Low-wage workers see fewer gains in pay raises

By PAUL NYHAN
SEATTLE POST-INTELLIGENCER REPORTER

Seattle was a great place to work during the booming late 1990s, as low-wage workers got a modest raise -- their first real pay increase of the decade.

  SPECIAL REPORT
 
· Hard work, hard times: The plight of Puget Sound's working poor

But those at the top got far more.

Workers at all pay grades enjoyed some of the strongest job growth in 40 years as statewide unemployment rates slipped below 5 percent. Companies simply couldn't find enough workers, and that meant higher wages.

During those exuberant economic times, the gap between those who earned the most and those who earned the least around Washington grew considerably, state figures show.
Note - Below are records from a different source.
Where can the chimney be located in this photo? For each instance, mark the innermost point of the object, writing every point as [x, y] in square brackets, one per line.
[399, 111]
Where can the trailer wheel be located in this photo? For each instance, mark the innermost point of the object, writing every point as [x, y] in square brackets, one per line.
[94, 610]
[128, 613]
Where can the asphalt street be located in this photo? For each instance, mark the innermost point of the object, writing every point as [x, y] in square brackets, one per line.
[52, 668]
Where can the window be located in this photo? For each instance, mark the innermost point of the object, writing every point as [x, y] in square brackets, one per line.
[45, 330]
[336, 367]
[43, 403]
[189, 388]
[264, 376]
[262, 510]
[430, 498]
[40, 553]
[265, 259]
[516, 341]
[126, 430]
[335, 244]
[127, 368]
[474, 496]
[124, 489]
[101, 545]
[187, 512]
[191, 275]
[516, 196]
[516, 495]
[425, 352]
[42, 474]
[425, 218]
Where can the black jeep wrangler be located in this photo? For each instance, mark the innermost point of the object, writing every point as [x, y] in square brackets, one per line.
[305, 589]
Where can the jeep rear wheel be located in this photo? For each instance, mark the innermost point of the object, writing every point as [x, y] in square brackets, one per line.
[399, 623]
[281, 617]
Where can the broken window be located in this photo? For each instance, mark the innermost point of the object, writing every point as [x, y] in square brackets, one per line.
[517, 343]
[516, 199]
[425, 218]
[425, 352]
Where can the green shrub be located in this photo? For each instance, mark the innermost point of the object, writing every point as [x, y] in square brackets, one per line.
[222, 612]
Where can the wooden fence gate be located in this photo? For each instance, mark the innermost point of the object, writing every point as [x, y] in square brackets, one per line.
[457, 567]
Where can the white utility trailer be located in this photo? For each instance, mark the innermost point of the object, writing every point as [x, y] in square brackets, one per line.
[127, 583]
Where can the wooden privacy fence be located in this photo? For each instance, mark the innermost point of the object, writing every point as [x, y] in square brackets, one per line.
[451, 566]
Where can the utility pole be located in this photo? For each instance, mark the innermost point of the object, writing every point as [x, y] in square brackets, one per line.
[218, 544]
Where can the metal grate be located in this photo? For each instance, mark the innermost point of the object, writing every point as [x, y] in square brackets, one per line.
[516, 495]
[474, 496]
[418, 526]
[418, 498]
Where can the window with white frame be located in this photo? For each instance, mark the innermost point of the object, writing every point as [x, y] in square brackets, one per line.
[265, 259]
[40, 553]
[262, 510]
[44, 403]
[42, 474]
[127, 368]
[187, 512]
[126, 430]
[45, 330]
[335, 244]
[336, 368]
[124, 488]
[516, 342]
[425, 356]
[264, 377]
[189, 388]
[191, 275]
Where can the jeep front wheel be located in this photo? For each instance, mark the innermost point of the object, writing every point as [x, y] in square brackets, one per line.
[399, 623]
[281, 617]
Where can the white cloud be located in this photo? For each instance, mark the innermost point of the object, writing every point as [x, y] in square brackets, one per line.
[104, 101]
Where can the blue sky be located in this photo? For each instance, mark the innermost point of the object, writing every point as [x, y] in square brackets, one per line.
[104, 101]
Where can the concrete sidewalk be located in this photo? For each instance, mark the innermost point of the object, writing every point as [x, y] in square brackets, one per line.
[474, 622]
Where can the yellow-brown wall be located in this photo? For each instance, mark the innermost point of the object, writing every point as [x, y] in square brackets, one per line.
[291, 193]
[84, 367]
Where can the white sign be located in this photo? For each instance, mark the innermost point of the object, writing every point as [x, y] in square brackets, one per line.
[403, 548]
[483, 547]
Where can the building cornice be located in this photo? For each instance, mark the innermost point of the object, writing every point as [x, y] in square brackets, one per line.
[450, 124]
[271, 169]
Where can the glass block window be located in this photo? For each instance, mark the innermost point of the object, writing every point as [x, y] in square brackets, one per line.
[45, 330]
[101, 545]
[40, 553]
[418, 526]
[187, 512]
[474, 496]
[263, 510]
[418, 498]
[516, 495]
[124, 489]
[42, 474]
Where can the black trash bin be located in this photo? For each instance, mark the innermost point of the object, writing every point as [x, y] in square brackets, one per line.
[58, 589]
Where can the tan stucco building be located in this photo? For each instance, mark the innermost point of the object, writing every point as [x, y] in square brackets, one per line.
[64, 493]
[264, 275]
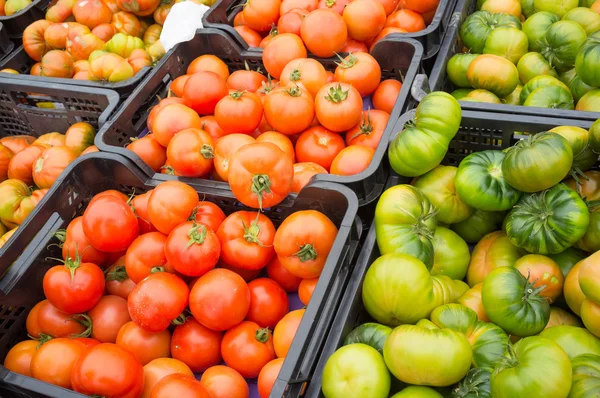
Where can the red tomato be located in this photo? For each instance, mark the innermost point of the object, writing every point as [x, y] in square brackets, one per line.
[384, 97]
[268, 376]
[260, 175]
[19, 357]
[179, 385]
[246, 240]
[203, 90]
[109, 224]
[192, 249]
[303, 241]
[107, 317]
[158, 300]
[144, 254]
[225, 382]
[268, 302]
[220, 299]
[247, 348]
[108, 362]
[303, 172]
[322, 23]
[338, 106]
[145, 346]
[195, 345]
[54, 360]
[74, 287]
[282, 276]
[239, 112]
[284, 332]
[170, 204]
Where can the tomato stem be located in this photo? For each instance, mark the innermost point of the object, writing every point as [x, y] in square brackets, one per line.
[306, 253]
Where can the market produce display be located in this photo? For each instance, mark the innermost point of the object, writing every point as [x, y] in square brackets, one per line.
[529, 53]
[156, 288]
[525, 323]
[29, 166]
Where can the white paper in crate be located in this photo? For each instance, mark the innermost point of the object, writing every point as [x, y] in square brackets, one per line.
[181, 23]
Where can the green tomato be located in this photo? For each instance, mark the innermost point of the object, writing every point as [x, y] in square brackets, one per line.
[558, 7]
[477, 27]
[586, 18]
[476, 384]
[457, 69]
[533, 64]
[398, 289]
[590, 102]
[493, 251]
[478, 224]
[493, 73]
[536, 26]
[451, 254]
[371, 334]
[510, 43]
[423, 356]
[438, 185]
[573, 340]
[361, 364]
[548, 222]
[511, 302]
[405, 222]
[536, 367]
[419, 149]
[586, 376]
[554, 157]
[480, 183]
[562, 43]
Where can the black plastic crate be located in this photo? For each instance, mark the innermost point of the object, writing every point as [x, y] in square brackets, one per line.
[478, 132]
[89, 175]
[397, 57]
[221, 15]
[16, 23]
[439, 81]
[34, 108]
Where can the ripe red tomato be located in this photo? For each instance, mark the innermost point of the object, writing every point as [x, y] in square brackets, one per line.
[260, 175]
[338, 106]
[246, 240]
[282, 276]
[179, 385]
[284, 332]
[108, 316]
[192, 249]
[108, 362]
[247, 348]
[109, 224]
[303, 172]
[268, 376]
[225, 382]
[282, 49]
[352, 160]
[360, 70]
[322, 23]
[170, 204]
[144, 254]
[158, 300]
[303, 241]
[220, 299]
[268, 302]
[54, 360]
[203, 90]
[145, 346]
[195, 345]
[319, 145]
[74, 287]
From 1990 to 2002, the lowest-paid 10 percent of the work force saw their hourly wages rise 18 percent. Those workers didn't see their wages truly begin to rise until around 1997, when the economy picked up.

Over the same period, the highest-paid 10 percent enjoyed a bigger bump: a 49 percent raise. (All wages have been adjusted for inflation.)

The disparity is perhaps more obvious in our federal tax brackets.

In 1992, Washington was home to only 19,500 individuals and families making $200,000 or more in income, according to Internal Revenue Service data. Combined, those making less than $30,000 a year reported billions of dollars more in income than all those at the top.

Ten years later, the population in the $200,000-and-above bracket swelled to 51,000 and made $10 billion more in income than all 1.3 million taxpayers in the lowest two brackets.

These days, the local economy is growing again, but economists are not predicting a return of the boom years any time soon. That means wages for the lowest-paid workers likely will barely keep up with inflation over the next few years, said Scott Bailey, a state economist and author of the Washington Wage Report.

There will be "plenty of folks chasing not that many jobs," he said.